The former owners turned the garage into a den in 1990, eight years before Fred and I bought the house. They had four kids, a dog and a parrot; they needed the space. I don’t. I have often thought I’d rather have the house a little more compact and use the garage as a garage, but it’s too late for that. Unless the gradual westward settling of our land here eventually sends it into the ocean.
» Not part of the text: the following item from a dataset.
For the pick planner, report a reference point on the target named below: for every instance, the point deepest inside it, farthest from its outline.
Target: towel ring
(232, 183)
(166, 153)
Post-flood, my beautiful den/library has been mired in insurance-hired service providers. Three guys came out and dried the old carpet for several days, then ripped it out. They tossed my bookshelves into the front yard. Last weekend, my neighbor got tired of looking at them and burned them in his fire pit, causing another neighbor to complain about the smoke. I have new bookshelves ordered and I’m waiting for a sample of my old carpet to be analyzed Back East so I can find out how much State Farm will pay for new carpet so I can finally order it and get it installed. Meanwhile, today, guys are supposed to come out and patch the hole the first guys chopped out of my wall. And then they will paint it. But the drywall will have to dry first, won’t it? And I don’t have any more matching paint.
It’s a slow process. I currently have mountains of clothing from the closets and approximately 600 books all over my house. I had no idea that room, that garage-turned-part-of-the-house, held so much stuff. I don’t plan to put a single thing back without reconsidering whether I need it.
Meanwhile my guest room bed is buried in clothing, books and musical instruments, but you’re welcome to sleep in the garage.